"Dehumanization can be the everyday failure to imagine what another person is thinking or feeling, rooted in the same shortcuts that help us navigate a complex world (Haslam, 2006). Once a person has been reduced to a single label, the rest of who they are can disappear from view."
"Functional neuroimaging shows that when people view photographs of non-stigmatized social groups, the medial prefrontal cortex (a hub for thinking about others' minds) reliably activates. But when participants viewed photographs of individuals from highly stigmatized groups, that activation was reduced, and regions associated with disgust were engaged instead (Harris & Fiske, 2006)."

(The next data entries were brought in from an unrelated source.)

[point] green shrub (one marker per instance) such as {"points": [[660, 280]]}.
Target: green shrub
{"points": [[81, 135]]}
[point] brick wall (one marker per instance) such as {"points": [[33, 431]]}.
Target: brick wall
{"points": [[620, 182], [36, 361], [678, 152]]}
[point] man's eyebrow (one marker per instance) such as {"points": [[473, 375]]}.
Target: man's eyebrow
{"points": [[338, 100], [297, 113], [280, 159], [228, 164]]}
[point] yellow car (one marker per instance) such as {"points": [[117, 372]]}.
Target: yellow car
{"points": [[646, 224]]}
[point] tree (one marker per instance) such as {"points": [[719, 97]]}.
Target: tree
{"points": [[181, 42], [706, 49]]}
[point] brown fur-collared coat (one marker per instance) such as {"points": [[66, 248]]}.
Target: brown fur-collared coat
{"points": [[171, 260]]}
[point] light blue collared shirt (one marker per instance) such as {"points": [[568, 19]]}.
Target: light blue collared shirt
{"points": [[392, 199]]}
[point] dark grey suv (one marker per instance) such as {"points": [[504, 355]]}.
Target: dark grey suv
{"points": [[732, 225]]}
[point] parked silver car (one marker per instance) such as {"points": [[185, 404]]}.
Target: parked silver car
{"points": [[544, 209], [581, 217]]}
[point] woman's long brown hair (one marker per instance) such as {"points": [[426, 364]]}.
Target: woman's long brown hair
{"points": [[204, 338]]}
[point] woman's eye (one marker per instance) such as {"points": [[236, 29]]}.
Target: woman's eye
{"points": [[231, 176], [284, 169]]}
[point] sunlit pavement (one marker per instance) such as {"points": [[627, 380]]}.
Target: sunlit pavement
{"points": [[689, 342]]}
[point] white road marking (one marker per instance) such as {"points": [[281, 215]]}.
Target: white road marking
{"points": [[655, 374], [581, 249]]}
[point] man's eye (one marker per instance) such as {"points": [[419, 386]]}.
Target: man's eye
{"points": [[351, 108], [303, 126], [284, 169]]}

"In other words, a category label can blunt the brain process that ordinarily registers another person as a fellow human with thoughts, feelings, and a perspective. Reducing someone to a label like "criminal" or "addict" can make them, neurologically speaking, harder to see."

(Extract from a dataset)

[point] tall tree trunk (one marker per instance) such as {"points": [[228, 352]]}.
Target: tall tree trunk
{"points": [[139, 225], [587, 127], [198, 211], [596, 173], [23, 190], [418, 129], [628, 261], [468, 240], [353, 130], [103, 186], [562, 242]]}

"If dehumanization is partly a cognitive lapse, rather than just an act of malice, then humanization is something we can practice and design environments to encourage. Stories and parasocial contact through media can humanize people we may never meet in person."

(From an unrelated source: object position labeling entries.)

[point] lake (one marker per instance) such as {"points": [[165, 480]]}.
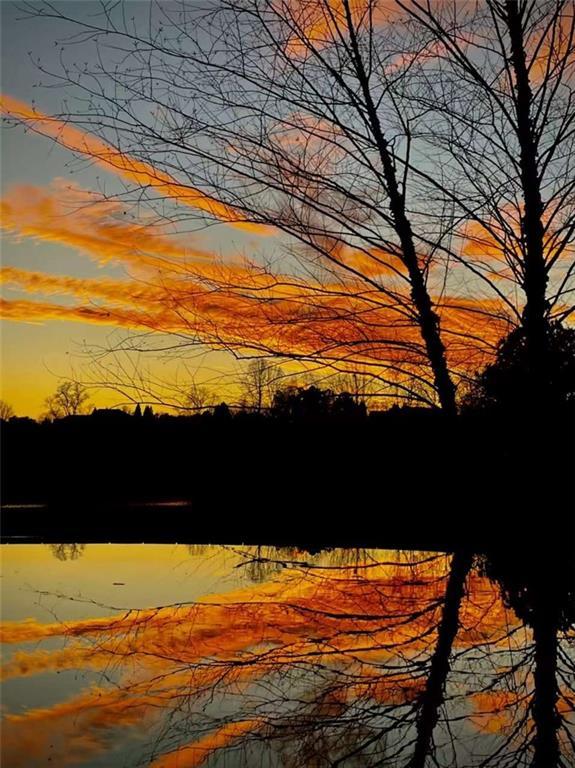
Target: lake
{"points": [[175, 656]]}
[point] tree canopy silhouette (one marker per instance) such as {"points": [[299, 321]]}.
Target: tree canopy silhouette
{"points": [[411, 161]]}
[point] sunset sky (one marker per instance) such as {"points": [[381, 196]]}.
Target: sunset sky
{"points": [[41, 184]]}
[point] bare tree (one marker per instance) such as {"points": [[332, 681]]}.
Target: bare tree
{"points": [[197, 398], [258, 382], [295, 125], [69, 399], [500, 106]]}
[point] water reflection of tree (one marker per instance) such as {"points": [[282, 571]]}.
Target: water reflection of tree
{"points": [[67, 551], [346, 660]]}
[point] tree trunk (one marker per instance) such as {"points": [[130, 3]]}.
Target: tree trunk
{"points": [[433, 696], [535, 274], [544, 707]]}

Dehumanization can occur as an everyday failure to imagine another person’s thoughts and feelings, not only as overt denial of humanness. Category labels can short-circuit mentalizing processes in the brain, reducing activation in regions linked to thinking about others’ minds and shifting attention toward disgust-related responses. The brain’s default mode supports social understanding, with mentalizing becoming active during rest. Norms, hierarchies, and institutions can create environments that make dehumanization easier by encouraging cognitive shortcuts and reducing perspective-taking. Humanization can be practiced and supported through design choices that promote imagining others as complex minds. Stories and parasocial contact through media can also humanize people who may never be met in person.